If you take your RMDs in monthly installments from an IRA, you can only put one such withdrawal back into an IRA using the 60-day rule, said Jeffrey Levine, director of advanced planning at Buckingham Wealth Partners.
Q: If I already took an RMD and plan to put the money back, how can I get back taxes that were withheld
A: Say you took a $30,000 RMD on Feb. 17 and asked your custodian to withhold $10,000 for taxes. You can return the $20,000 to a tax-deferred account and add another $10,000 from your pocket to “make up for the taxes that were withheld,” said Mr. Slott.
To recoup the taxes, you can reduce your withholding or quarterly estimated payments or wait for a refund on your 2020 return.
An alternative is to let the government keep the $10,000 tax payment and convert the $20,000 to a Roth IRA. You will need to do the conversion within 60 days of receiving the RMD (or by July 15 if you qualify for the extension.) Once in a Roth, the $20,000 can grow tax-free.
Q: How does the RMD suspension work for inherited accounts?
A: “Beneficiaries who have not taken an RMD can skip it,” said Ms. Choate.
That includes the subset of beneficiaries who inherited accounts that must be drained within five years of the death of an account owner who died in the years from 2015 to 2019. For them, the five-year liquidation deadline becomes a six-year deadline, Ms. Choate said.
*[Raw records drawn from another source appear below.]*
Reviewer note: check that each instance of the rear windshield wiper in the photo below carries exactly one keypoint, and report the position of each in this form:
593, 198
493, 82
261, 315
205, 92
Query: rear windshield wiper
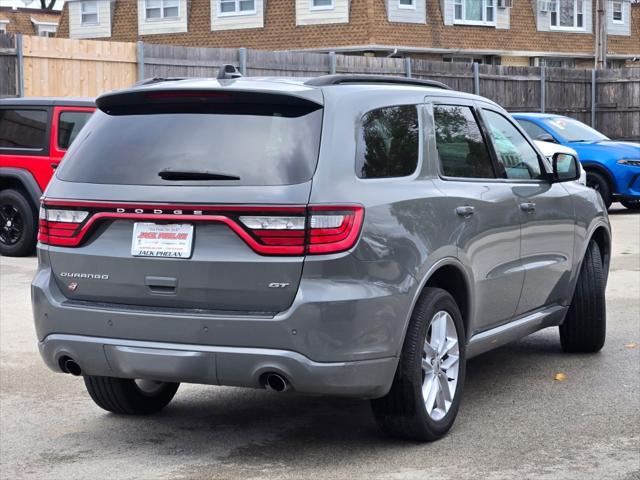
170, 174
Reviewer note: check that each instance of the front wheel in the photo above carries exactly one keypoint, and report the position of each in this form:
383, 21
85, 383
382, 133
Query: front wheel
631, 204
425, 395
130, 397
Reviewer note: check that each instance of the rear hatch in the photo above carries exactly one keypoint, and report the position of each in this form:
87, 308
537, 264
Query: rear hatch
185, 199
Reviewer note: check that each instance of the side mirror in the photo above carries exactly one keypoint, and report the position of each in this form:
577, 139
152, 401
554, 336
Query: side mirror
546, 137
566, 167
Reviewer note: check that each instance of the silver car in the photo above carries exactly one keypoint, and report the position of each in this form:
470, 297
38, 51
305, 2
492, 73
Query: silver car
344, 235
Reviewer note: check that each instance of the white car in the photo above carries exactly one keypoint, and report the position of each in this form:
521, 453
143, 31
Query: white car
550, 148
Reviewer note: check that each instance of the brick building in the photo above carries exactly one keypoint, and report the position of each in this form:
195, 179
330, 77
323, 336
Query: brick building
508, 32
29, 21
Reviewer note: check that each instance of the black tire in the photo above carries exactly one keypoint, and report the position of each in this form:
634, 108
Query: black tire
18, 224
631, 204
402, 412
124, 396
599, 183
584, 328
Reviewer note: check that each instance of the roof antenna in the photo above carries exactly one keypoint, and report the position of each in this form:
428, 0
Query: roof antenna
227, 72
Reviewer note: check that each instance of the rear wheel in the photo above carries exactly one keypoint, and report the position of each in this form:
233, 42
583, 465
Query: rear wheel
130, 397
584, 328
599, 183
631, 204
18, 227
425, 395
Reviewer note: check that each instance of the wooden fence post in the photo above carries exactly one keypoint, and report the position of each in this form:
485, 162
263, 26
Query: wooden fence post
594, 100
20, 65
543, 88
140, 51
476, 79
242, 60
332, 63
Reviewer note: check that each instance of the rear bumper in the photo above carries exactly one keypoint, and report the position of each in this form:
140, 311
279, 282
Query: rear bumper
214, 365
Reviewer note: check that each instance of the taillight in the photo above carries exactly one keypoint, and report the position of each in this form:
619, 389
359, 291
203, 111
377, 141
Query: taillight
317, 229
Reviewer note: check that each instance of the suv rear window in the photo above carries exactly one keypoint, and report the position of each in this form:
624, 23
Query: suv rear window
388, 143
23, 129
261, 147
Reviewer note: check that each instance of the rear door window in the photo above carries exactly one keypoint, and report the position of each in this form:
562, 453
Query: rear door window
69, 125
388, 142
246, 146
461, 147
23, 129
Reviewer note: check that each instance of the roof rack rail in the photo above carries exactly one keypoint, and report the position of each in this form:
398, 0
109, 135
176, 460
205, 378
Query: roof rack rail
326, 80
150, 81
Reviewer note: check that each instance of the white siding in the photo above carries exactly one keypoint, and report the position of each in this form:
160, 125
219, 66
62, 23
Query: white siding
100, 30
543, 20
160, 26
616, 28
338, 14
407, 15
233, 22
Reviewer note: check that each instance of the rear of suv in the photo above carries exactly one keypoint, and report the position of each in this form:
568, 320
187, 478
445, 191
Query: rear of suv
35, 133
356, 236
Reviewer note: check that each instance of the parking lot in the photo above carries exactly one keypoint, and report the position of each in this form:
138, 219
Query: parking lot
516, 420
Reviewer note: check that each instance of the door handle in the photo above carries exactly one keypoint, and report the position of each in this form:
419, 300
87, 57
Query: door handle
528, 207
465, 211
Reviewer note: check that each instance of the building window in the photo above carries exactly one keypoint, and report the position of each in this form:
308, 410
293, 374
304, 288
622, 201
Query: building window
567, 15
616, 11
161, 9
407, 4
321, 4
474, 12
236, 7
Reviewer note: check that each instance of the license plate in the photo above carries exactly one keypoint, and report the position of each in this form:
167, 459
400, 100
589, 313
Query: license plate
155, 240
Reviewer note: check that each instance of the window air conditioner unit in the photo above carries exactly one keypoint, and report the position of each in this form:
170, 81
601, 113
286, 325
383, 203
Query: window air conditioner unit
546, 6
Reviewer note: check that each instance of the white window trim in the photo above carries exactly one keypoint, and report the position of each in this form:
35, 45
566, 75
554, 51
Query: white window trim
97, 22
237, 12
407, 7
162, 18
613, 19
575, 19
314, 8
483, 23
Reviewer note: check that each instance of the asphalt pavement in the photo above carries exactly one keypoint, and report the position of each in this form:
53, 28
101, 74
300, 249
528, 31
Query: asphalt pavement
516, 419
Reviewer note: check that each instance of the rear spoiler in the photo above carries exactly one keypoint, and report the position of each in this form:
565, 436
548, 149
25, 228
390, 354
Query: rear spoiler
175, 100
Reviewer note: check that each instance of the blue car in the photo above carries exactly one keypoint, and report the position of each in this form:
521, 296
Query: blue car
613, 167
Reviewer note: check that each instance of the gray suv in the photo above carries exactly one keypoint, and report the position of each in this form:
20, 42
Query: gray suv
345, 235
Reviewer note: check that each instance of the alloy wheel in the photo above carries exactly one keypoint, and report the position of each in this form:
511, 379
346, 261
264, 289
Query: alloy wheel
440, 362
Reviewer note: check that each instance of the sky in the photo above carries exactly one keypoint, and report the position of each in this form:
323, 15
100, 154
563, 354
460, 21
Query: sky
28, 3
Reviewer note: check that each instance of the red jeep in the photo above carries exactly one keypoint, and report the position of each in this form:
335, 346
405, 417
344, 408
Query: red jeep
34, 136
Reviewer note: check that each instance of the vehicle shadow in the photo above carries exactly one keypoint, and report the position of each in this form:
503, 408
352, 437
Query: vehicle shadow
255, 427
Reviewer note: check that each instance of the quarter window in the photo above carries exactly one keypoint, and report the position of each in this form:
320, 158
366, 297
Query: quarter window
69, 125
474, 12
88, 13
616, 10
517, 159
23, 129
460, 144
321, 4
567, 14
161, 9
236, 7
388, 143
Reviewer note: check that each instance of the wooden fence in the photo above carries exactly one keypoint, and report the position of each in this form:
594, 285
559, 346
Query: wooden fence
606, 99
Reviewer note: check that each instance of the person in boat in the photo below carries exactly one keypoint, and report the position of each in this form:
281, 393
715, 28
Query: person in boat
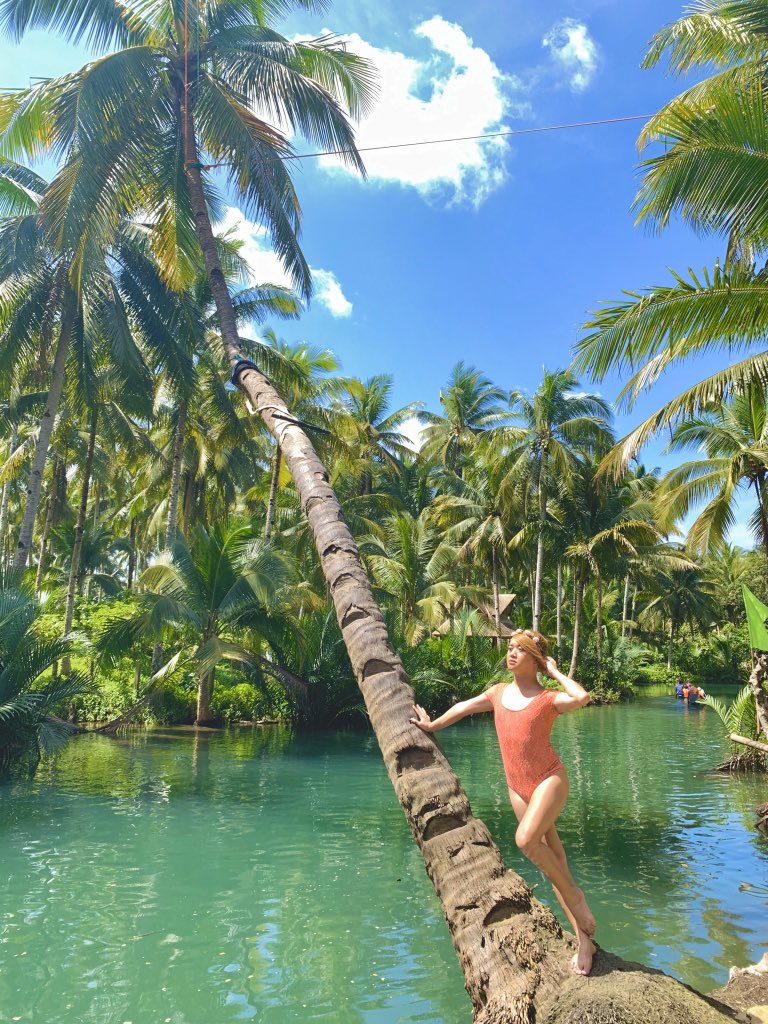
524, 713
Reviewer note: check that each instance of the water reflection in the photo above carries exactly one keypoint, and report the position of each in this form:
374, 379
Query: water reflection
206, 878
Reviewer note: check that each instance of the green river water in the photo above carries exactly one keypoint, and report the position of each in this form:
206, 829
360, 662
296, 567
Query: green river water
169, 878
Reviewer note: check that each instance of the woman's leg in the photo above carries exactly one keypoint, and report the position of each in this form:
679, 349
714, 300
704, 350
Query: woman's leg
544, 808
553, 842
581, 962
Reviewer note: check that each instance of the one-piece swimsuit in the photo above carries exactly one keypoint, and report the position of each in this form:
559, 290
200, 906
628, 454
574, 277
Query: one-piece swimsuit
527, 755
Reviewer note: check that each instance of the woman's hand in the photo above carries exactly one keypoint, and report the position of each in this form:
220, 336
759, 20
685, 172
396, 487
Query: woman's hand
422, 719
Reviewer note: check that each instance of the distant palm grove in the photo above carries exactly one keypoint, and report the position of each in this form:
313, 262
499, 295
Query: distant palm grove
157, 561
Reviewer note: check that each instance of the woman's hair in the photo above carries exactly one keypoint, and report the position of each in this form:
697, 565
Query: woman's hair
532, 643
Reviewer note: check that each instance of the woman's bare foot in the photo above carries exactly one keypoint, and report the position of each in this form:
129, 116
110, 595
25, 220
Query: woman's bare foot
585, 918
582, 961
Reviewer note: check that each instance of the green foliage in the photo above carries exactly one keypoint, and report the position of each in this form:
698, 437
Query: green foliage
240, 702
739, 717
657, 675
27, 728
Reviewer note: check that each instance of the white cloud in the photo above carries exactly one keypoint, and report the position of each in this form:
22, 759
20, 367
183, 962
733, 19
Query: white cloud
455, 90
414, 431
573, 50
328, 291
266, 268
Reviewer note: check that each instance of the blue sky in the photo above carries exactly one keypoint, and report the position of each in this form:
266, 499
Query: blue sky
494, 252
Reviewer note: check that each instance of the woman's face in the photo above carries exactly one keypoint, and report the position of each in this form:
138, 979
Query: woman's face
517, 657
Many who inherit retirement accounts this year have a 10-year window in which to take all the money out and pay the taxes due. This year’s RMD suspension will have no impact on that deadline, which is Dec. 31, 2030, said Mr. Slott.
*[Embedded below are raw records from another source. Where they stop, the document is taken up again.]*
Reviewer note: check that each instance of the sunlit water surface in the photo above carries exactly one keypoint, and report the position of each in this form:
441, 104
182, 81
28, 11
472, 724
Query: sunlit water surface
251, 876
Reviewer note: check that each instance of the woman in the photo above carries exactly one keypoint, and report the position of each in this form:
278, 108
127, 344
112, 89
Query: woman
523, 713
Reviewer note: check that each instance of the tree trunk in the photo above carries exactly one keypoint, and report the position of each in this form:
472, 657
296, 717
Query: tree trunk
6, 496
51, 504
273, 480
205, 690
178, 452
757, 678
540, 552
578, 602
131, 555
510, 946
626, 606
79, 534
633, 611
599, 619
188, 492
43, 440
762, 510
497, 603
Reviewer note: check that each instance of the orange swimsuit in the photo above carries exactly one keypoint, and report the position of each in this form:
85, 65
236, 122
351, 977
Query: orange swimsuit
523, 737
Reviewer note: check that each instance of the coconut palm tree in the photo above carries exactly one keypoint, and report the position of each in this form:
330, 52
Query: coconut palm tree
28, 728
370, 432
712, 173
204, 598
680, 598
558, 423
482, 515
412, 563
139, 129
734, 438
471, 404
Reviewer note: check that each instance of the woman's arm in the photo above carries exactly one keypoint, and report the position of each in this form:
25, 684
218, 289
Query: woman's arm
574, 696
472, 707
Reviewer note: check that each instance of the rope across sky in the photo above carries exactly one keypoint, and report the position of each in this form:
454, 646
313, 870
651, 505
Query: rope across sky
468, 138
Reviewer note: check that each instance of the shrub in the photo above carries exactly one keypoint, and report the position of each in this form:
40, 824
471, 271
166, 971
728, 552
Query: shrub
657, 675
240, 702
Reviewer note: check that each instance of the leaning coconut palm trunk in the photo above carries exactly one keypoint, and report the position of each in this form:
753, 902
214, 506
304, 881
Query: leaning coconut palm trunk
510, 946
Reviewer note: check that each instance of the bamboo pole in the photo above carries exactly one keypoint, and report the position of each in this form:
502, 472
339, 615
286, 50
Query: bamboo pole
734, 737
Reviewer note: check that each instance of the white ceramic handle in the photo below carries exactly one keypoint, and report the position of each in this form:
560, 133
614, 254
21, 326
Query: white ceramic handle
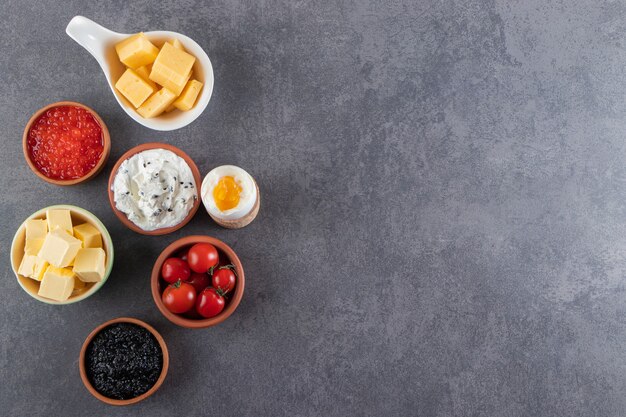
92, 36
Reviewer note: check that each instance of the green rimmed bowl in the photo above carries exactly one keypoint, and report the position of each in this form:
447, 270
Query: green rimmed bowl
79, 215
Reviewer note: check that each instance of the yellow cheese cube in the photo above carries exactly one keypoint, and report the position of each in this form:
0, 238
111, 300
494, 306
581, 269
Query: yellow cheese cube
36, 229
134, 88
172, 68
59, 218
144, 73
176, 44
89, 235
27, 266
59, 248
189, 95
136, 51
89, 264
157, 104
40, 268
57, 283
33, 246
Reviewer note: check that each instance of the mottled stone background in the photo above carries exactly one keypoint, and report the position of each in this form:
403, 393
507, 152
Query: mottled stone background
443, 226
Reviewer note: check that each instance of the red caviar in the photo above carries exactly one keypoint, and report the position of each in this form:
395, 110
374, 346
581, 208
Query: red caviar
65, 143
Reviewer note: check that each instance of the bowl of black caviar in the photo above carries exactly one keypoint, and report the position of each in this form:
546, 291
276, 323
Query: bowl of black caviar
123, 361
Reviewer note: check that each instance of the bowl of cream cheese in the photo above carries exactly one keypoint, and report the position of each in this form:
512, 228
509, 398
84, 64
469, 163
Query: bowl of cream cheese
153, 189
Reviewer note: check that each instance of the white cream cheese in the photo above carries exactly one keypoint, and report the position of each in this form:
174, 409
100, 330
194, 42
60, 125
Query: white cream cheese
155, 189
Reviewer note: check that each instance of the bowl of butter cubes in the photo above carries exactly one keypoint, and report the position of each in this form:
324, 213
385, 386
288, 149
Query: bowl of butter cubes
61, 254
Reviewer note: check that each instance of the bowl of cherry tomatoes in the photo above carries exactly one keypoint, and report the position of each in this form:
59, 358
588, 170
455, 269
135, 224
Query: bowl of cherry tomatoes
197, 282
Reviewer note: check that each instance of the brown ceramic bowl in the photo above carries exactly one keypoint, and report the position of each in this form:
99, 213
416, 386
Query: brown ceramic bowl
122, 216
111, 401
158, 285
106, 143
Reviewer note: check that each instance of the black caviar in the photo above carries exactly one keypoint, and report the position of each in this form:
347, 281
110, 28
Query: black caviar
123, 361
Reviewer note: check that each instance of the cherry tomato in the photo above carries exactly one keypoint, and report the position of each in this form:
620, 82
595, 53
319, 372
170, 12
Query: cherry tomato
199, 281
202, 256
224, 278
174, 269
210, 302
179, 297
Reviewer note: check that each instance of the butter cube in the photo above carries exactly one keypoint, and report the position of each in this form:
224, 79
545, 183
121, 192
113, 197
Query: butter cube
176, 44
33, 246
27, 266
136, 51
40, 268
189, 95
89, 264
59, 218
133, 87
57, 283
144, 73
36, 229
157, 103
78, 284
59, 248
172, 68
89, 235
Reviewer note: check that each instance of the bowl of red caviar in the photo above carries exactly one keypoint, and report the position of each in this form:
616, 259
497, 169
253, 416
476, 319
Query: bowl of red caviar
66, 143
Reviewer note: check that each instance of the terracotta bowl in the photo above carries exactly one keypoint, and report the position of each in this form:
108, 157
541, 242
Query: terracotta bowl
157, 384
106, 142
158, 285
79, 215
122, 216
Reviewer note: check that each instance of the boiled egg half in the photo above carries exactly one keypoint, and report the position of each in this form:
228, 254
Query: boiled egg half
228, 192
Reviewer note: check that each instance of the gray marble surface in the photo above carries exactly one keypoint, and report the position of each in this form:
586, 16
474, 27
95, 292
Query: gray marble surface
443, 227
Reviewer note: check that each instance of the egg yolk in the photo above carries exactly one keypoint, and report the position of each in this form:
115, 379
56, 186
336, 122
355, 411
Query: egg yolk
226, 193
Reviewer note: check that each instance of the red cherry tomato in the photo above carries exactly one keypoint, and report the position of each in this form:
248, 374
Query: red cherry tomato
183, 254
224, 278
199, 281
174, 269
202, 256
179, 297
210, 303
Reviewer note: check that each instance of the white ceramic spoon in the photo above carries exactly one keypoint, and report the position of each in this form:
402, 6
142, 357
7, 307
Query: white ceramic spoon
100, 43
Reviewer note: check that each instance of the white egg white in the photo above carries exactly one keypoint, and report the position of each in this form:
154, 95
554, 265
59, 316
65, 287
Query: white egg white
247, 197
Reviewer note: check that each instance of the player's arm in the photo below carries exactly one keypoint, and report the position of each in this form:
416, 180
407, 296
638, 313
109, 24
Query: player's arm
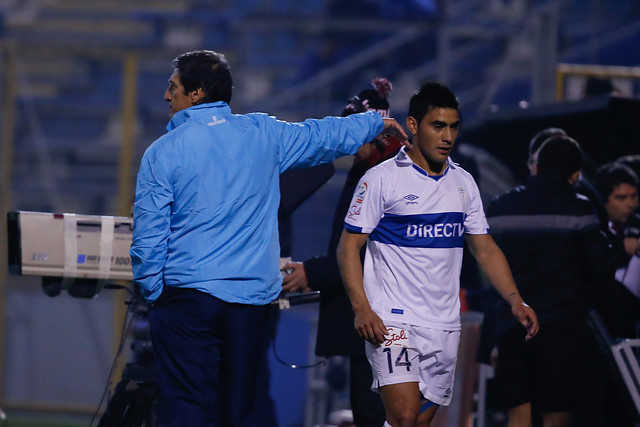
367, 323
494, 265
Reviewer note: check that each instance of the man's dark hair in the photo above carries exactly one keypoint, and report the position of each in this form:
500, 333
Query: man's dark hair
610, 175
631, 160
537, 141
431, 95
207, 70
559, 156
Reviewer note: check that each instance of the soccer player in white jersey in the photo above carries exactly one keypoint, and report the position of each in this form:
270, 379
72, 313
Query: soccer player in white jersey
414, 212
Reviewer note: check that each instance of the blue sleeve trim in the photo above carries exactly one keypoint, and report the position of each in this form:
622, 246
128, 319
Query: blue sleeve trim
353, 228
Q: Can beneficiaries who took an RMD this year put the money back?
A: Generally, the only beneficiaries with that option are surviving spouses, who must act within 60 days of receiving the RMD (or by July 15 if they qualify for the extension), said Sarah Brenner, an attorney who works with Mr. Slott. Under the rules as they stand right now, other beneficiaries can never put an RMD back, she said.
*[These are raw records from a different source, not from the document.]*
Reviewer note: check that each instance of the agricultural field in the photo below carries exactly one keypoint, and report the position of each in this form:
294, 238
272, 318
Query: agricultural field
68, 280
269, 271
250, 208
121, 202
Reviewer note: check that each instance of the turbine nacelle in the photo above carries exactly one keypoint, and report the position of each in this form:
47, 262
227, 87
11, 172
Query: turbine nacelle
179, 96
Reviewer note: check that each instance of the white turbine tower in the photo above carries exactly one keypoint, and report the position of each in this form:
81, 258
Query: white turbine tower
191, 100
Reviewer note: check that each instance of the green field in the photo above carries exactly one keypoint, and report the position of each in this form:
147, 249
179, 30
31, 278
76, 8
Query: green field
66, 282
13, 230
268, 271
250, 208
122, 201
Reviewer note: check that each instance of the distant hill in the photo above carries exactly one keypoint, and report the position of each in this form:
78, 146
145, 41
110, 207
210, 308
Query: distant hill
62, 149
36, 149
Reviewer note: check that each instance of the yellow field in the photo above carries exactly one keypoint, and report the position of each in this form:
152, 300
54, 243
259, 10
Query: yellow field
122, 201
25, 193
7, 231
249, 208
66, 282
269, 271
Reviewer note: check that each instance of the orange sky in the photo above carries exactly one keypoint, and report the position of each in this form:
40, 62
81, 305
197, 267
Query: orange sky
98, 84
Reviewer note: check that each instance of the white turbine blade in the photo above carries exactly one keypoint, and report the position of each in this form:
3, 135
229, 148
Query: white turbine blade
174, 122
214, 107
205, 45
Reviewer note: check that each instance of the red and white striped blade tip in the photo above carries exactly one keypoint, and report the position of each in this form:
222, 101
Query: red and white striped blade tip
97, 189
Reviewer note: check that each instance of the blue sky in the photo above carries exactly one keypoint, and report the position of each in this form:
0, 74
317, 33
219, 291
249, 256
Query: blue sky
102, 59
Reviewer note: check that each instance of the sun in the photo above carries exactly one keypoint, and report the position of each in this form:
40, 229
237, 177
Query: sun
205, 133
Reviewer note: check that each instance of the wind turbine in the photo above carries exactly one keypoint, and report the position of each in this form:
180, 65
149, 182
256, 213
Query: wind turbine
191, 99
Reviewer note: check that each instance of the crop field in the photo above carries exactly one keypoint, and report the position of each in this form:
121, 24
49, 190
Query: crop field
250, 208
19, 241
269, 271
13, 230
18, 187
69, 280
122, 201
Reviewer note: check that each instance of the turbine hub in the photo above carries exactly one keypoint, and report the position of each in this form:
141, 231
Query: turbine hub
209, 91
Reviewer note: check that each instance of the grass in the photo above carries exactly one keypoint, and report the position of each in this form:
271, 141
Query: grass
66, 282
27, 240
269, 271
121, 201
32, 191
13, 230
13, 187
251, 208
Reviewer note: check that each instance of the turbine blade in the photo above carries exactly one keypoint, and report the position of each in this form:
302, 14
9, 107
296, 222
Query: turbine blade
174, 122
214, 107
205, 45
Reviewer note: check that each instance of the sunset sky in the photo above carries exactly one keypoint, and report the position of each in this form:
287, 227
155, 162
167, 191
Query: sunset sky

Q: What if I took my RMD in the form of securities or other property rather than cash and the investment has lost value?
A: If you withdrew, say, 100 shares of AT&T (T) stock from your IRA on Feb. 17 to satisfy your RMD and now want to put the money back, you must return the 100 shares. “It doesn’t matter whether they are worth less,” said Ms. Choate.
If you withdrew shares you subsequently sold, “you’re screwed,” she said.
The reason: “With an IRA you have to return the same property,” said Mr. Slott. That means that if you withdrew cash, you have to return cash. If you withdrew stock, you have to return the shares.
With a 401(k), the rules are more lenient. “If you take stock out of a 401(k) and sell it, you can return the cash,” Mr. Slott said.
Q: If I turned 70½ in 2019 but delayed taking my first RMD until April 1, 2020, do I have to take this RMD?
A: IRA owners in this situation don’t have to take the RMD they delayed, even though it counts toward their required payout for 2019. If they took the RMD since Feb. 1, they can return it by July 15, provided they didn’t roll over funds from one IRA to another in the past 365 days, said Mr. Slott. (Those who took their first required distribution in 2019, on the other hand, cannot undo the transaction.)
Q: How will RMDs be calculated when they resume in 2021?
A: Account owners will divide their Dec. 31, 2020, balance by their remaining life-expectancy figure in actuarial tables in IRS Publication 590-B.
Q: Can I convert the amount that would have been an RMD this year to a Roth account?
A: Required distributions cannot be converted to a Roth account. So once retirees start taking them, it is harder to do Roth conversions without ending up in a higher tax bracket.
But with RMDs waived this year, account owners are free to withdraw any amount, pay the taxes and convert the funds to a Roth IRA, where the money can grow tax-free. For those in a temporarily lower tax bracket this year, the move can make sense, said Mr. Slott.